X
11831 Rate this article:
No rating

Finding the Nth ordered element in a large array

Anonym

A common task when working with large arrays is to find the Nth array value in the ordered array. This can be useful for finding the Nth smallest or largest pixel value, as well as for statistical analysis of floating point data samples, (i.e. find the 95% percentile or similar). The shortest IDL code for finding the Nth value in the ordered sequence is only 2 lines of actual code. Here is a short function that accomplishes this:

 

;+

; Returns the Nth number in theordered sequence

;-

function ordinal_1, array, N

 compile_opt idl2,logical_predicate

 s = sort(array)

 return, array[s[N]]

end

 

However, because sort is an expensive computation, it runs fairly slow, especially, when the array gets larger. I did the following time test.

IDL> a = total(read_image(filepath('ohare.jpg',subdir=['examples','data'])),1)

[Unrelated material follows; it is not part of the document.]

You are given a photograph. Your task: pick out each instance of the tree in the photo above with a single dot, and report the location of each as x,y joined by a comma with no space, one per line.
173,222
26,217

IDL> tic & x = ordinal_1(a, 123456) & toc & print, x

% Time elapsed: 3.7200000 seconds.

      150.000

In my case it took 3.72 seconds to find the 123456th smallest array element. The MEDIAN function in IDL, returns the central element in the ordered sequence without doing a full sorting. It is much faster than sorting, because it doesn't have to keep track of all elements and their ordered positions. It only cares about element N/2 in the ordered array. In the following example, repeated calls to MEDIAN and reducing the array size in half every iteration, is used to find the Nth element in the ordered sequence. The code is much longer than the code above, but it does end up running faster:

;+

; Returns the Nth number in theordered sequence.

;

; Uses repeated median.

;-

function ordinal_2, array, N

 compile_opt idl2,logical_predicate

 na = n_elements(array)

 type =size(array, /type)

 target_index = N

 tmp = arg_present(array) ? array : temporary(array)

 ntmp = na

 while ntmp ne target_index do begin

   ntmp = n_elements(tmp)

   val = fix(median(tmp), type=type)

   if target_index gt ntmp/2 then begin

     tmp = tmp[where(tmp gt val, count)]

     target_index -= ntmp-count

   endif else if target_index lt ntmp+1/2 then begin

     tmp = tmp[where(tmp lt val, count)]

   endif else break

   if target_index lt 0 then break

   if target_index ge count then break

   if target_index eq 0 then begin

     val = min(tmp)

     break

   endif

   if target_index eq count-1 then begin

     val = max(tmp)

     break

   endif

 endwhile

 return, val

end

This is the same time test as with the short code:

IDL> tic & x = ordinal_2(a, 123456) & toc & print, x

% Time elapsed: 0.57999992 seconds.

      150.000

 

As can be seen here, the time saving is significant, it goes from 3.72 to 0.58 seconds, and as the array grows larger, the savings can get more significant. This function works for numeric data types such as floating point and integer arrays.